Harry blinked and realised that this probably made him a little odd. Not that he cared to be normal. He nearly shuddered at the thought of becoming like the Dursleys and shook off these thoughts, instead focussing on the strange man again.
So when the man raised his large tankard of liquor and started an enthusiastic speech about bravery that hit a little close to home, Harry couldn't help but raise his glass as well; "I'll drink to that."
"Ah, my friend! So you also have a true warrior's spirit?" For a moment the man looked a tinge sceptical and Harry could understand why. Physically he was the blonde's complete opposite: small and lean, a Seeker's build. Even so, after a moment, the man smiled warmly at him, welcoming him to his table with a grand gesture.
The wizard shrugged at the overly dramatic speech and manners of the man and joined the bloke at his table. Harry got along fine with Luna, Professor Dumbledore, the Weasley twins, Hagrid and Dobby. So why not this man?
Anyone else in this bar was probably too normal for him to feel comfortable speaking to, anyway.
"Once I would not have believed that one of such a small stature could be a true warrior, but I have learned since that it is not only strength of body that makes one a warrior. 'T was a harsh lesson to learn, but a true one."
Harry gazed thoughtfully at the big guy and figured that there was a story there. The higher you go, the more painful the fall. And this man struck him as someone very confident in his own prowess.
He must have stood very high before his fall.
The Gryffindor nodded; "And yet, the harshest lessons are often the most important ones to learn. Even if the process is somewhat painful."
Harry thought back to Voldemort who, for all his power, still managed to lose to a kid every single time because of his own overconfidence. "And those who do not learn them and begin to believe that they are better than anyone else will only set themselves up for failure. Everyone falls. But not everyone is strong enough to get back up again."
The blond stared at him for a moment before a smile formed on his lips; "Indeed! 'T was humility I was sent here to learn, and I have learned it. And here you are to remind me once more. It seems that humans are surely the best teachers in this regard."
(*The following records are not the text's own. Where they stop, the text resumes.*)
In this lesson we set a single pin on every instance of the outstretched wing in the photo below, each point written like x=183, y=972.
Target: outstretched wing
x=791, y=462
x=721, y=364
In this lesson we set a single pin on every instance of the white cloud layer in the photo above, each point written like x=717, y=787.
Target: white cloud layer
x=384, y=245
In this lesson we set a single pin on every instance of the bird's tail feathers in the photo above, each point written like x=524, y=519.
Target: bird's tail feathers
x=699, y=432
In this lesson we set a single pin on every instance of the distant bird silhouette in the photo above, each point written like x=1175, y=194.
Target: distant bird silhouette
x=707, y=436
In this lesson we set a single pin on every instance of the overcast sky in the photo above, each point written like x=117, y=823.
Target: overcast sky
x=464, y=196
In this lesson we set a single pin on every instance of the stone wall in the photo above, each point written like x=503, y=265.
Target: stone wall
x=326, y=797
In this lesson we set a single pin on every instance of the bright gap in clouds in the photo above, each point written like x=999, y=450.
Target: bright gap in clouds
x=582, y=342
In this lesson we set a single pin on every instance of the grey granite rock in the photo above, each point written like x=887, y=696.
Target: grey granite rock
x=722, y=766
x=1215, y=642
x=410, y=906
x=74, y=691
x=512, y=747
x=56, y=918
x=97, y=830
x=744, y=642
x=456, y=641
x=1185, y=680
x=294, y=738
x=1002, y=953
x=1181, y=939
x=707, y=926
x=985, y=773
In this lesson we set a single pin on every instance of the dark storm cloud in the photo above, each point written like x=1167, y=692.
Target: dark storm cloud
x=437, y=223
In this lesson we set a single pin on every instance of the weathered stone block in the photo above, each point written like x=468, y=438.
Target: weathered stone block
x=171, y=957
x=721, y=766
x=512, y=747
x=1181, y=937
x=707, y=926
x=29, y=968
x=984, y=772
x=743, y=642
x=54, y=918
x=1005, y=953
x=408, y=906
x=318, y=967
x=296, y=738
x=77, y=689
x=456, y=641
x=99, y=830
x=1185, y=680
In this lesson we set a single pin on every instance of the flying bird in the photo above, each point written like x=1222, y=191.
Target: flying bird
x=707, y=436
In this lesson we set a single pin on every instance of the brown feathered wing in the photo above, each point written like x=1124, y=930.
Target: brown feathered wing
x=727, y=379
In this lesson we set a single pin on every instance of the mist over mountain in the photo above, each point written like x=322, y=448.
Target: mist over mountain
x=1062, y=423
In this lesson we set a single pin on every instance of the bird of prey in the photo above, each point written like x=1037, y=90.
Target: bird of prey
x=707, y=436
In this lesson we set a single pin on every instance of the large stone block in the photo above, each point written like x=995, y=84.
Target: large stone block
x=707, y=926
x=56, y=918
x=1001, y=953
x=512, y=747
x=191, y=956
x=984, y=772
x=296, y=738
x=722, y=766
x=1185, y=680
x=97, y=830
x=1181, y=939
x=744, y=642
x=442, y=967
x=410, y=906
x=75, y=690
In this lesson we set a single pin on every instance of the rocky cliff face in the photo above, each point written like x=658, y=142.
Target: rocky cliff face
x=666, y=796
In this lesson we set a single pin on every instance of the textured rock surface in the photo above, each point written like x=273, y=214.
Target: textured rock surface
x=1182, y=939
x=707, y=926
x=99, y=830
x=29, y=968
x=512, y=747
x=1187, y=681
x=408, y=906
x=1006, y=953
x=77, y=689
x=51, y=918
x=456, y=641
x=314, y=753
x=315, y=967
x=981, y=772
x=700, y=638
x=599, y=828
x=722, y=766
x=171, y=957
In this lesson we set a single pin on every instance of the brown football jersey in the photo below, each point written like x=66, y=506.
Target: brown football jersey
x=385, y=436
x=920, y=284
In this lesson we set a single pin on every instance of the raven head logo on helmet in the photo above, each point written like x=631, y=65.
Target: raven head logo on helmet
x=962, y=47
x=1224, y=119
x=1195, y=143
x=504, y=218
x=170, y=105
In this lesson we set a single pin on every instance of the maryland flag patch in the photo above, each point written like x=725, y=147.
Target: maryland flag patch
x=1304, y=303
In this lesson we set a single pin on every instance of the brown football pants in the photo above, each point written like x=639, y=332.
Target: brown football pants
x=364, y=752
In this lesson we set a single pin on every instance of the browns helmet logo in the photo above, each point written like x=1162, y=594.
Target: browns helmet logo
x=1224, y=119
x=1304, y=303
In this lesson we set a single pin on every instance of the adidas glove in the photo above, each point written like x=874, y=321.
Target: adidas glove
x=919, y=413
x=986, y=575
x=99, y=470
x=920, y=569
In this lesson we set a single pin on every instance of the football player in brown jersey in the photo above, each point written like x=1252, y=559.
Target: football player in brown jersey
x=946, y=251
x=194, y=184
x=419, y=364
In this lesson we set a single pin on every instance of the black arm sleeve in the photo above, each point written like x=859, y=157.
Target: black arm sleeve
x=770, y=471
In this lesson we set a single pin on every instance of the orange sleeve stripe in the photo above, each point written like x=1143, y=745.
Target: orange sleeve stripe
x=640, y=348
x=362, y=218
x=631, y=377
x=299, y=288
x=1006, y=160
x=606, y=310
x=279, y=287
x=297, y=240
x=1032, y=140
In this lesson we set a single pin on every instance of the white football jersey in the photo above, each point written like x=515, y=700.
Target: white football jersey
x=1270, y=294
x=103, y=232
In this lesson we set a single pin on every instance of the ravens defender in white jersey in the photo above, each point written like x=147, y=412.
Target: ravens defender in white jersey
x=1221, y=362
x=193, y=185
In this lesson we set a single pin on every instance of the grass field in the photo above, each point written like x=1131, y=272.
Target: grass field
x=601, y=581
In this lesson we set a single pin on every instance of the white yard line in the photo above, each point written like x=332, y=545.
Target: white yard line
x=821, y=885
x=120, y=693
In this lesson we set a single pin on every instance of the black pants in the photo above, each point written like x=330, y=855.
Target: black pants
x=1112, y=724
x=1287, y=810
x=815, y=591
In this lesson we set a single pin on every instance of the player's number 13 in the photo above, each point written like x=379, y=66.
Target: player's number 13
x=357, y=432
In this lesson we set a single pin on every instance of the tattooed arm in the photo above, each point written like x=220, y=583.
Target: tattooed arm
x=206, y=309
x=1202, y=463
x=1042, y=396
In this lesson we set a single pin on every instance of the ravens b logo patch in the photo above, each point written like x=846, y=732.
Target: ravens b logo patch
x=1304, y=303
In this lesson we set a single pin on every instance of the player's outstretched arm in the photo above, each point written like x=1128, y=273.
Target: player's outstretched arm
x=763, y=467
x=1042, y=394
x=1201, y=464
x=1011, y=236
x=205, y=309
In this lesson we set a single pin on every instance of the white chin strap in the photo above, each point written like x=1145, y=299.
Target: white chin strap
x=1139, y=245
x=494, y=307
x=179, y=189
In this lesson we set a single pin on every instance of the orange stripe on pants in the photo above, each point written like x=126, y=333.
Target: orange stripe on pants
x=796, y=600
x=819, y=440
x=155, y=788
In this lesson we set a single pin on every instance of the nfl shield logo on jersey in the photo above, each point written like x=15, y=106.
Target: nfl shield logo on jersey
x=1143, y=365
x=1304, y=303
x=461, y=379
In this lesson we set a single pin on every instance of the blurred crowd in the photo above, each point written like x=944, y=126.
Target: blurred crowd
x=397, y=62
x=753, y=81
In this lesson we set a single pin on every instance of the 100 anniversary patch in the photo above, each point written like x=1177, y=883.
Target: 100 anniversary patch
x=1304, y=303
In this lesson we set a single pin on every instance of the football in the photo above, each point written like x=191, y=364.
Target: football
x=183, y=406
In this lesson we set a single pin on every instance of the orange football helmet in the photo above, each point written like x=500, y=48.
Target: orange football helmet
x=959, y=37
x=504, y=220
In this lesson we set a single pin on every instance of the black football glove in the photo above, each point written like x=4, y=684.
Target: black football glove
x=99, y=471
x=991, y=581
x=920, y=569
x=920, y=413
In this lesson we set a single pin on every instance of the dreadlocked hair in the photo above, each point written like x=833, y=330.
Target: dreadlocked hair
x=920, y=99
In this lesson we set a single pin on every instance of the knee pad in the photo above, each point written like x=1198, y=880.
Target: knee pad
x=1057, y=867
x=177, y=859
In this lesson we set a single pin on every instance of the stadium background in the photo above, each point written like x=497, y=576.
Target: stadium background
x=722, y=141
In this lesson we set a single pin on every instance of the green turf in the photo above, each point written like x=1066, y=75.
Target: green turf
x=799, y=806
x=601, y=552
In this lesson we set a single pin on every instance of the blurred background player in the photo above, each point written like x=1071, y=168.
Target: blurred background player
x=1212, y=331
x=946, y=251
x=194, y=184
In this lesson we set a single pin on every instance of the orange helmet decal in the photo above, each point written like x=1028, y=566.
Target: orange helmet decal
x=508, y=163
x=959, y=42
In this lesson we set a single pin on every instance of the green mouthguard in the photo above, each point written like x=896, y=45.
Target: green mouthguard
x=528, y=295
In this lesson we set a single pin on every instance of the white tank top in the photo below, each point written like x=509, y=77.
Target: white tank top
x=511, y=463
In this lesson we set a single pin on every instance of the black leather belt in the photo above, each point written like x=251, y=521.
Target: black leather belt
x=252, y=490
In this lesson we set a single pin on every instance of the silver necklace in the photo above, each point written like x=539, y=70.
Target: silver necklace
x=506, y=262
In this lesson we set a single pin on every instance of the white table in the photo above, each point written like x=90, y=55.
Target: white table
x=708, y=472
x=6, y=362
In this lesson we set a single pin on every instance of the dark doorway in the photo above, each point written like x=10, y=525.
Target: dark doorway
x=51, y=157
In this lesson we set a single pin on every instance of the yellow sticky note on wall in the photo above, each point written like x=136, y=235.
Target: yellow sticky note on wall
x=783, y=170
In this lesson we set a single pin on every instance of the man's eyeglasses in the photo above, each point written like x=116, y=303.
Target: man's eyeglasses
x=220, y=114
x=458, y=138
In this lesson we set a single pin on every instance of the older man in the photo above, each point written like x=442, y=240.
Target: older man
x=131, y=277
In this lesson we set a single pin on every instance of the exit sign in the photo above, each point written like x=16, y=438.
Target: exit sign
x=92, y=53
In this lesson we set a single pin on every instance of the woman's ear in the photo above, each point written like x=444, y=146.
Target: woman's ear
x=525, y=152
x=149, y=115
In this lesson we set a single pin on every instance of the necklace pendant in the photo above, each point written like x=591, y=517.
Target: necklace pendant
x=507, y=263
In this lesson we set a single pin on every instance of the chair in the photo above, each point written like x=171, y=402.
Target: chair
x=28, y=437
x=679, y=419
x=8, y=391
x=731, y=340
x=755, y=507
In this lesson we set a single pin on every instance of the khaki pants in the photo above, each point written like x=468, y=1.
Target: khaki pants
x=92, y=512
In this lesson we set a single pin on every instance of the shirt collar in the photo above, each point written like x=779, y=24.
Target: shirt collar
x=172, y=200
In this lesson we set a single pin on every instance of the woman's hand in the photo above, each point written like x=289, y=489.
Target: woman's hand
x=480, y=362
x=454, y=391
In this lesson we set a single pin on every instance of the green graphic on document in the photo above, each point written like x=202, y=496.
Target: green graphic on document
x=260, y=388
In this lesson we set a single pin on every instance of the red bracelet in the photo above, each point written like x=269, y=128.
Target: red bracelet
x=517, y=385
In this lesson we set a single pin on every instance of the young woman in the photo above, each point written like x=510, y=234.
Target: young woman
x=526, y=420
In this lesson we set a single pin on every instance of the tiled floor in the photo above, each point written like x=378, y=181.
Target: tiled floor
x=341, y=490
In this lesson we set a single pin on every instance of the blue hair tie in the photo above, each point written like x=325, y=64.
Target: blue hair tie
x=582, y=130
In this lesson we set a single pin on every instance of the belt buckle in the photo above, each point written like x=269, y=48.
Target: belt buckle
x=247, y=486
The wizard didn't even blink at the oblique reference to the man not being human at all. "You fell, then." he stated matter-of-factly, "and managed to regain your feet and struck back at your foe. Did you defeat him, in the end?"
The man laughed; "Yes! You read me well, my friend, in the end I felled my enemy." the smile turned to a frown as a sorrowful glint entered his eye "but it was not without loss."
"It never is." Harry agreed with a sigh, thinking of Sirius falling away from him into the Veil, his own hopes for the future falling with him. A moment of silence settled between them before the man by his side spoke up again.
"Would you grant me your name, young warrior?" The serious look in the man's eyes stopped Harry from smiling at the odd way of asking who he was.
"Harry Potter" was his quiet answer, giving the man the unadorned truth, no more and no less.
No recognition bloomed on the man's face, but then, Harry hadn't expected it to. Instead the muscled giant offered his own name in return as simply as Harry had given his own. "I am Thor Odinson."
A firm handshake sealed an undefined understanding between them.
This is how the saviour of the wizarding world and the Norse god of thunder ended up swapping war stories in a muggle bar, both staggeringly drunk and being given a wide berth by any other patron.
Not that any of them would put any credit in their fantastical stories.